On 10 May 2008, authorities arrested Khun Bedu, Khun Kawrio, and Khun Dee De and charged them with organizing the protests against the state. Amnesty International reported that the men were then tortured for fifteen days, with the techniques including beatings by guards, forced kneeling on stones, suffocation with plastic bags, waterboarding, and prolonged exposure to hostile weather. Khun Bedu and Khun Kawrio were sentenced to 37 years of imprisonment apiece, and Khun Dee De to 35 years.

== Myanmar civil war ==
Khun Bedu is the chairman of the Karenni Nationalities Defence Force, a resistance group opposed to the country's military dictatorship in the ongoing civil war.

Khun Bedu thought the ceasefire of Operation 1027 allowed the military to "consolidate their power and continue to maintain the central area". He cited possibly China or Iran for supporting the military in equipment, he stated that the junta is more frequently using drones rigged with explosives in kamikaze-style attacks or to drop bombs on resistance positions.
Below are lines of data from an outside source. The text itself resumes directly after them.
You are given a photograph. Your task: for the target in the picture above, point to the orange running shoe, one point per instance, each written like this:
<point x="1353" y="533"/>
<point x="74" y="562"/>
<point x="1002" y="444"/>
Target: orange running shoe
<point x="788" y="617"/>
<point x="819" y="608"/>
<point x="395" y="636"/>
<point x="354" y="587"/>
==International attention==
Khun Bedu served his sentence in Taungoo prison of Bago Division. Amnesty International considered him a prisoner of conscience and called for his immediate release. The British ambassador to Burma reportedly also pressed the government to release Khun Bedu.
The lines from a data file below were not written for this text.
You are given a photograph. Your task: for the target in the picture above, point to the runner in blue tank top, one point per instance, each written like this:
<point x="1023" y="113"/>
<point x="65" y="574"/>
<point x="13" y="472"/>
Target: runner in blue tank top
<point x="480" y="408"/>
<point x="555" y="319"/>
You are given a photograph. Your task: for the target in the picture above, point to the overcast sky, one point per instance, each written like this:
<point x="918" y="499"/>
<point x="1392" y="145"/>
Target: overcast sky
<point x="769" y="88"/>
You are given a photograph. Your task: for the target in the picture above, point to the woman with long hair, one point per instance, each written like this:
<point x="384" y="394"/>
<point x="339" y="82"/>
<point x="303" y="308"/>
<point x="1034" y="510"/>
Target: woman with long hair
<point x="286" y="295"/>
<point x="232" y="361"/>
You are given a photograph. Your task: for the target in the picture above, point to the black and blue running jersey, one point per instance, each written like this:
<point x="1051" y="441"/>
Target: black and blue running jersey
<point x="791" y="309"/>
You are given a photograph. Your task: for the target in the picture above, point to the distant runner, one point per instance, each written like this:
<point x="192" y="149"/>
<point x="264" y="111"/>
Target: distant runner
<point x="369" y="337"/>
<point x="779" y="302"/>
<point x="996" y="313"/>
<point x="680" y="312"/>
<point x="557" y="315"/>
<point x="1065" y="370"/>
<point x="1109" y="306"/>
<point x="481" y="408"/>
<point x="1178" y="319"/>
In 2010, British Shadow Treasury Minister David Hanson spoke out on behalf of Khun Bedu and other Burmese political prisoners, stating that "Just days before the Burmese elections I want to show my support for those political prisoners who are unfairly imprisoned purely for speaking out against an unjust regime ... We must not forget them and must each do our bit to remind the world of their plight."

==Release==
According to the Assistance Association for Political Prisoners, Khun Bedu was pardoned on 13 January 2012, as part of a series of amnesties for political prisoners.